Discord's Linked Roles Verification URL is your app's public entry point for the linked-role flow.

using DisCatSharp.Hosting.AspNetCore.LinkedRoles;

var linkedRoles = app.Services.GetRequiredService<DiscordLinkedRolesService>();
var verificationUrl = linkedRoles.GetVerificationUrl(new Uri("https://bot.example.com"));

With the default ingress settings and VerificationPath = "role-connections/verify", the computed URL becomes:

https://bot.example.com/role-connections/verify

Use that value in the Developer Portal's Linked Roles Verification URL field.

If you want DisCatSharp to update the application setting for you:

await linkedRoles.UpdateVerificationUrlAsync(discordClient, new Uri("https://bot.example.com"));

Because the verification URL belongs to your app, you still need to expose that route yourself:

app.MapGet("/role-connections/verify", () => Results.Text("Render your verification experience here."));

Sync metadata records

Register a metadata provider:

using DisCatSharp.Entities;
using DisCatSharp.Enums;
using DisCatSharp.Hosting.AspNetCore;
using DisCatSharp.Hosting.AspNetCore.LinkedRoles;

builder.Services.AddDiscordLinkedRolesMetadataProvider<MyLinkedRolesMetadataProvider>();

public sealed class MyLinkedRolesMetadataProvider : IDiscordLinkedRolesMetadataProvider
{
    public ValueTask<IReadOnlyList<DiscordApplicationRoleConnectionMetadata>> GetMetadataAsync(CancellationToken cancellationToken = default)
        => new((IReadOnlyList<DiscordApplicationRoleConnectionMetadata>)
        [
            new DiscordApplicationRoleConnectionMetadata(
                ApplicationRoleConnectionMetadataType.BooleanEqual,
                "verified",
                "Verified Account",
                "Whether the account is verified")
        ]);
}

Then synchronize the schema:

await linkedRoles.SynchronizeMetadataAsync(discordClient);

The helper compares the current metadata with the provider output and only sends an update when the schema differs.

Publish a user's role connection from OAuth

After your OAuth callback succeeds, use the exchanged access token captured by DiscordOAuthCallbackResult:

var callbackResult = await oauthCallbackHandler.HandleAsync(callbackRequest);

await linkedRoles.PublishRoleConnectionAsync(
    oauth2Client,
    callbackResult,
    platformName: "Example",
    platformUsername: "lala",
    metadata: new ApplicationRoleConnectionMetadata()
        .AddMetadata("verified", "1"));

The callback result must be successful and the granted scope must include role_connections.write.

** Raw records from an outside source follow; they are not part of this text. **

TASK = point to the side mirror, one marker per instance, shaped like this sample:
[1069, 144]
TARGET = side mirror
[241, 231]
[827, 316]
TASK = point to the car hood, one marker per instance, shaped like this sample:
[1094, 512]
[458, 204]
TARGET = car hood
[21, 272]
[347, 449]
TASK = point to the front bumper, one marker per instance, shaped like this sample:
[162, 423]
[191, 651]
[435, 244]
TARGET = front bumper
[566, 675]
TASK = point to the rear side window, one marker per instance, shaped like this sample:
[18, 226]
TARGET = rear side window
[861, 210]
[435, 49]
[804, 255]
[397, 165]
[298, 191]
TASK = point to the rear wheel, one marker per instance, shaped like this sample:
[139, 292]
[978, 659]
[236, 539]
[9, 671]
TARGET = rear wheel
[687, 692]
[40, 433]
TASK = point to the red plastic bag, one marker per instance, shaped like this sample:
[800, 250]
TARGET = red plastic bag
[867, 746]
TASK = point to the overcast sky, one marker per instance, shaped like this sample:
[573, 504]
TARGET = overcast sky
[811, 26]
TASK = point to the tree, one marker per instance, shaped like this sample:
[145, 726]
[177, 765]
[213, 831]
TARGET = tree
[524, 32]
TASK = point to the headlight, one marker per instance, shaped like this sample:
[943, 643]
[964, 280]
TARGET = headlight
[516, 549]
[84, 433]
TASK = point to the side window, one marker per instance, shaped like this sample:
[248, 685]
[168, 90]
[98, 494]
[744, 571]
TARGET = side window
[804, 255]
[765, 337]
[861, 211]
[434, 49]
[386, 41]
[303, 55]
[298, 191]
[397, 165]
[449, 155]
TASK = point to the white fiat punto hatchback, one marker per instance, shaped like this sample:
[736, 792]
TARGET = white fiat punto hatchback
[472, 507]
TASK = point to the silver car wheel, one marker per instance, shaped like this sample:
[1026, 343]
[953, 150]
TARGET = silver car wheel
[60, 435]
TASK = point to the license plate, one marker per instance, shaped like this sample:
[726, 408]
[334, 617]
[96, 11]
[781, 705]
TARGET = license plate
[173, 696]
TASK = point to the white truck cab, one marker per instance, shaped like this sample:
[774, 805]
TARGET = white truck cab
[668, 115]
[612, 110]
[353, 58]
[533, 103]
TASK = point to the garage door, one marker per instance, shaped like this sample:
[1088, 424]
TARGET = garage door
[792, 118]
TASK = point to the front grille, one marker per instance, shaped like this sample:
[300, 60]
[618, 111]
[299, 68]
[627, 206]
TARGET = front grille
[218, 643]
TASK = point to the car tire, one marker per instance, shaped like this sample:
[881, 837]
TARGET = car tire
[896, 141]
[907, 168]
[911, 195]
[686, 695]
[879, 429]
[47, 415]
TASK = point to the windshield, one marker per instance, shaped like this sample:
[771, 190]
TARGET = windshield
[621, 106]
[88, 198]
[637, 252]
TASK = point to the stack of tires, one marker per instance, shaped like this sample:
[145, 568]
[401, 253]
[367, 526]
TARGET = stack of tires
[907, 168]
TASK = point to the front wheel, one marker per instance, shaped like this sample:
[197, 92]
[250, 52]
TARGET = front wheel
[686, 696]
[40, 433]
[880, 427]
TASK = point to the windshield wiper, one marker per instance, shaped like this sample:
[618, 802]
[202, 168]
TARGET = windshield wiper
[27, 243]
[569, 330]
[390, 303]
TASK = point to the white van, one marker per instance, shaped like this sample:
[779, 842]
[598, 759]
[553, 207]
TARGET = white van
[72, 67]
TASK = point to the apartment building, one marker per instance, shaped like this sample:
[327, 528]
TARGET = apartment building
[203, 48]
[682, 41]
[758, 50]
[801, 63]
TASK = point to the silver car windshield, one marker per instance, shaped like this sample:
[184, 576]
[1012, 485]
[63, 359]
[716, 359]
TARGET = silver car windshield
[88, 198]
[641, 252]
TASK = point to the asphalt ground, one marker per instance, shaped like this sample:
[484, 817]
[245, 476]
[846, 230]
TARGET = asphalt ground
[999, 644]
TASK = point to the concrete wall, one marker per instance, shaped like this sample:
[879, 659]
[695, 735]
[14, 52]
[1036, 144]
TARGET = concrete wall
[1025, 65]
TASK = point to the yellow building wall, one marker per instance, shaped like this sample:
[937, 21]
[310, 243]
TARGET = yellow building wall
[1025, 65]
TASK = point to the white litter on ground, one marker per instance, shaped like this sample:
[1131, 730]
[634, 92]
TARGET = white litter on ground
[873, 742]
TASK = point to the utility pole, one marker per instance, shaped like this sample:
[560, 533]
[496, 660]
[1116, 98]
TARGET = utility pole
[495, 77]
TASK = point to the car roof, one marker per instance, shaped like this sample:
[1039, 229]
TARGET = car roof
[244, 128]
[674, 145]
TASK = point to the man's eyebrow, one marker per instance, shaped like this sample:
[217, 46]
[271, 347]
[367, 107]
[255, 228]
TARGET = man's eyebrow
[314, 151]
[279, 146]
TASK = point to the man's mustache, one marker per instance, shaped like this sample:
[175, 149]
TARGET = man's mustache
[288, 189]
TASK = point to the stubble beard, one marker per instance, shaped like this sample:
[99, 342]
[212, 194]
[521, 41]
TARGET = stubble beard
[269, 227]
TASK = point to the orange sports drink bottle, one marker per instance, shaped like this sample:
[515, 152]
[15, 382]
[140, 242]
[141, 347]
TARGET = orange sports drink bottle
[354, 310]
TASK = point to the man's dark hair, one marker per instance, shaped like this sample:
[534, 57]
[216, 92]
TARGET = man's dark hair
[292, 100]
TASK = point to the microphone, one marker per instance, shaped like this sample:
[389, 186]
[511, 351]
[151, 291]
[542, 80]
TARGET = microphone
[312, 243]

You can check that requirement ahead of time with linkedRoles.HasRoleConnectionsWriteScope(callbackResult).

Existing app vs self-host

The helper service is hosting-model agnostic.

  • existing ASP.NET Core app: register the helper, map your verification route, and optionally use the OAuth callback endpoint
  • self-host mode: register the same helper services, but your linked-roles verification page still belongs to your own app surface outside the self-hosted ingress routes

What you still own

The helper does not replace your application logic. You still need to provide:

  1. the verification page or route at the configured verification URL
  2. any user/account lookup required by your external service
  3. the metadata values you want to publish for each user

To validate the resulting verification URL against the Developer Portal, see Proxy and Validation Helpers.